De aves y viajeros
Cuento
| "Jelín", ilustración del autor |
I
Dicen que al costado del ferrocarril de Mao se sembraban los mejores cultivos para que él viera lo grande que era la China bajo su gobierno. Hacia allí acudían las aves a alimentarse. El resto de la tierra permanecía desolada. El Chairman los vio por su turística ventana y señaló con sus sucios dedos. Preguntó a sus asistentes, quienes lo mantenían encerrado en cifras mentirosas para sostener la narrativa y evitar su propia muerte. “Gorriones”, respondió uno de los delegados. Completando el gesto que había iniciado con la mano, Mao replicó: “Mátenlos a todos. Se están comiendo la comida del pueblo”. Nadie se atrevió a advertirle de las funestas consecuencias de tal plan. Mientras el pueblo aprovechó para saciar su hambre con aves y gorriones por orden del Líder, al cabo de un año la hambruna empeoró. La ausencia de aves contribuyó a la destrucción de plantíos y más desabastecimiento. Todo lo que China producía se exportaba para financiar su industrialización. El pueblo, entretanto, moría entre los pogroms y el hambre.
Una década después se importaron 250.000 gorriones de Corea para repoblar. China, entretanto, seguía siendo rural.
II
Biólogos han advertido acerca de las consecuencias que está teniendo en la salud de los colibríes el cariño de sus admiradores. Encantados por sus colores, los entusiastas jardineros disponen bebederos con agua azucarada para atraerlos. Fascinados por el dulce néctar, los colibríes mueren de diabetes.
III
El granjero levanta la vista al cielo y ve con terror las aves migratorias que viajan escapando del frío del norte. A su lado descansa su escopeta. Al verlos cruzar, la pone sobre sus piernas y mira al corral donde sus pavos engordan a la espera del sacrificio del Día de Acción de Gracias. “Si uno de esos pájaros se atreve a bajar”, dice rozando el gatillo de su calibre 12, “aquí estoy esperando”, susurró. “No permitiré que me traigas tu maldito virus aviar y que acabes con mi granja”.
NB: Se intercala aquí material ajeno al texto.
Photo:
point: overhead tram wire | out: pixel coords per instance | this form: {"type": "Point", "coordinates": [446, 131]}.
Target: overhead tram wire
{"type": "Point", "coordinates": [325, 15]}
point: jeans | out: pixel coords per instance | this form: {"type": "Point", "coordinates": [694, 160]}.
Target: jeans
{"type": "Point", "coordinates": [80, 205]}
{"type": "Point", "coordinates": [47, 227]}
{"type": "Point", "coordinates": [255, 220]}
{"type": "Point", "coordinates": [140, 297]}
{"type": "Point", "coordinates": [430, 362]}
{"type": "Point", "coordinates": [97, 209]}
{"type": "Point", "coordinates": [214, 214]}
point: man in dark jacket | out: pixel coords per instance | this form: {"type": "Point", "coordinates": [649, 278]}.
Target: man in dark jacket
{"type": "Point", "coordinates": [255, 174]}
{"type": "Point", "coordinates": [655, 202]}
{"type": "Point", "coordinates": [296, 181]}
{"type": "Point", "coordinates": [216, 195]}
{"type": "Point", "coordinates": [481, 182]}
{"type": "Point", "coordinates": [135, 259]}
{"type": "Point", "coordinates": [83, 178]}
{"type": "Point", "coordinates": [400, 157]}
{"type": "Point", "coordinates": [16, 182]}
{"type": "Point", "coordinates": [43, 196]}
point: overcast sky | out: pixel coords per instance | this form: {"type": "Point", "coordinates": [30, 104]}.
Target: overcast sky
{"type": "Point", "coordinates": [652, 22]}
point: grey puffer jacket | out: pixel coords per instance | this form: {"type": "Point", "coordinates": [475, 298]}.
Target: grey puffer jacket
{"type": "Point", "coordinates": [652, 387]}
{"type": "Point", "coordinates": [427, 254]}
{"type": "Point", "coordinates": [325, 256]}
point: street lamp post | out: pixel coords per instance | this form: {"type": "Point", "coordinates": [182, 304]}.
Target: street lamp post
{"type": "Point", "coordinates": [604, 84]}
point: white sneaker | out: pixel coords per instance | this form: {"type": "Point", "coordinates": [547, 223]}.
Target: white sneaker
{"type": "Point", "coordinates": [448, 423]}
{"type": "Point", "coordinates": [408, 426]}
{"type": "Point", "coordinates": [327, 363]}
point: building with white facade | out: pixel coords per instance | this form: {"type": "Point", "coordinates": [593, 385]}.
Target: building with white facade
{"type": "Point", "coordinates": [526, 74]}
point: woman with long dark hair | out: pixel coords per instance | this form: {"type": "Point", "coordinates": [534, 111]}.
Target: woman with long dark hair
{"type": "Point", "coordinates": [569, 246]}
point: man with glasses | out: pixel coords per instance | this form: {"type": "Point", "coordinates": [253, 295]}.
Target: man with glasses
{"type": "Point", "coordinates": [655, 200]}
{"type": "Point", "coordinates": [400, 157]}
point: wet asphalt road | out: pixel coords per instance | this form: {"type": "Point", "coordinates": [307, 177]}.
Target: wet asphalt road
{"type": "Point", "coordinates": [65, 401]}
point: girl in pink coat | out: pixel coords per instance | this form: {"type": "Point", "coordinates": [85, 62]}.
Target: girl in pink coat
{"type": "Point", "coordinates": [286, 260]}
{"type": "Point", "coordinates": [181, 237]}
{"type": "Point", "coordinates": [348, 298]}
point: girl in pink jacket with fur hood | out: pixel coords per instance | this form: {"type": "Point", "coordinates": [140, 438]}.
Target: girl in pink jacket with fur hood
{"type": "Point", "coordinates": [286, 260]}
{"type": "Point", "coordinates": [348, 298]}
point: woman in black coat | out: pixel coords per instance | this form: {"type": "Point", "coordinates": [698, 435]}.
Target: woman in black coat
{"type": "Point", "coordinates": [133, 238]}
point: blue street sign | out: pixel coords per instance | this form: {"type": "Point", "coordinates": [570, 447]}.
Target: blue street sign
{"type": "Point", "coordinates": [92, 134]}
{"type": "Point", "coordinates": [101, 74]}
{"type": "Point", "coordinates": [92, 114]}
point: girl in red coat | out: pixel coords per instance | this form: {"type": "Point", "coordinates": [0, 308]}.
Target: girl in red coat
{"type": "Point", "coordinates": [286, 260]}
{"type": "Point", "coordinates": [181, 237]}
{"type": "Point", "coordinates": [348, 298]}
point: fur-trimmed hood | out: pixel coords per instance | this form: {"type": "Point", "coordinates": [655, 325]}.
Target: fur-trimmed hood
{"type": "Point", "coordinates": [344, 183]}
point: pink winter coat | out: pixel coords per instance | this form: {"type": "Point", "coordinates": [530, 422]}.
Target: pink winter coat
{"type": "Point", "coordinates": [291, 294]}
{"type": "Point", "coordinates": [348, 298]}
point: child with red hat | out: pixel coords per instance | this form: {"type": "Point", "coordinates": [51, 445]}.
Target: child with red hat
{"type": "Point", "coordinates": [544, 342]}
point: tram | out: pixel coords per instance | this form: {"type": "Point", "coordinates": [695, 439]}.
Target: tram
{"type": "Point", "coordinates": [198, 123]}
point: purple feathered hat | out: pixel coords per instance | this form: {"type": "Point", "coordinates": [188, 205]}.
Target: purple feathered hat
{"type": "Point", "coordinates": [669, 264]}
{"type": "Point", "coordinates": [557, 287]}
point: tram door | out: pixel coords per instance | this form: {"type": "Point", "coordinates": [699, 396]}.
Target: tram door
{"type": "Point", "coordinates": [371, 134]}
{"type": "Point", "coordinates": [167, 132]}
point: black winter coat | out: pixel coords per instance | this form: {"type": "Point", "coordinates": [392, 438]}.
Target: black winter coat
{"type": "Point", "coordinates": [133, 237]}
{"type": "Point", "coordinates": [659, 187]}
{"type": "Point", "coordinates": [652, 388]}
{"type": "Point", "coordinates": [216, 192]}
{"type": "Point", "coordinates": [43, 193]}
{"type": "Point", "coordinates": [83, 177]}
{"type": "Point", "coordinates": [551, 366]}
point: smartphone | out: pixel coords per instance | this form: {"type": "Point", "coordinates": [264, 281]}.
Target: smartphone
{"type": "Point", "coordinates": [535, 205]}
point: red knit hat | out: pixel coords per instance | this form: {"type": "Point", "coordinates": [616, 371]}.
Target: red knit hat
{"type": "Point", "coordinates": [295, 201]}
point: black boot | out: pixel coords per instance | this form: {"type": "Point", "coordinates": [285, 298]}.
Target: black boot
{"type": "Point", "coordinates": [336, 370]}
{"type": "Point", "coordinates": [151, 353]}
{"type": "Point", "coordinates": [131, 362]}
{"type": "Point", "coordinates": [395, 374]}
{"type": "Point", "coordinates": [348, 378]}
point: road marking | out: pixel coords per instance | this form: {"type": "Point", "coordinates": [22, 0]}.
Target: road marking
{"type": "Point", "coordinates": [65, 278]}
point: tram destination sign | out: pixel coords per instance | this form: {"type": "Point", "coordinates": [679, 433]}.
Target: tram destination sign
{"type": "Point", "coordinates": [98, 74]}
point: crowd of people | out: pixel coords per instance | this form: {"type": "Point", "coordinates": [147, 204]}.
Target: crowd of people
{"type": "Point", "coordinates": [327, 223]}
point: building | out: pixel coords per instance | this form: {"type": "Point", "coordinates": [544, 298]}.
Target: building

Toda la mañana vio bandadas de aves migratorias en su paso hacia el sur. Ese día ninguna se detuvo en su granja.
IV
A pesar del temor constante a las redadas, la familia se levantó temprano esa mañana para alcanzar a llegar a tiempo a la escuela y al trabajo. Los niños todavía tenían el cabello mojado por la ducha cuando, en el último semáforo antes de la escuela elemental, los rodearon varios vehículos sin marcas. Como en las películas de acción, hombres armados y con diversas clases de uniformes de bajaron de los vehículos y comenzaron a golpear las ventanillas y a exigir a gritos que el papá se bajara del vehículo. Los gritos sonaban opacados por las máscaras que cubrían sus rostros. El padre cerró las ventanas y las puertas pero no pudo escapar. Uno de los enmascarados rompió el cristal con un bastón y forzó la puerta. Cuatro de ellos arrancaron al padre del volante y lo tiraron al suelo mientras la mamá grababa un inútil video. Los cuatro gigantes consiguieron reducirlo y le pusieron zip-ties en torno a sus muñecas. Arrastrándolo, lo subieron a una de las camionetas y se fueron como demonios perseguidos.
El último de ellos miró a la madre a los ojos a través de la rendija de su máscara de esquiador y le dijo: “Mejor, váyase. Después venimos por usted”.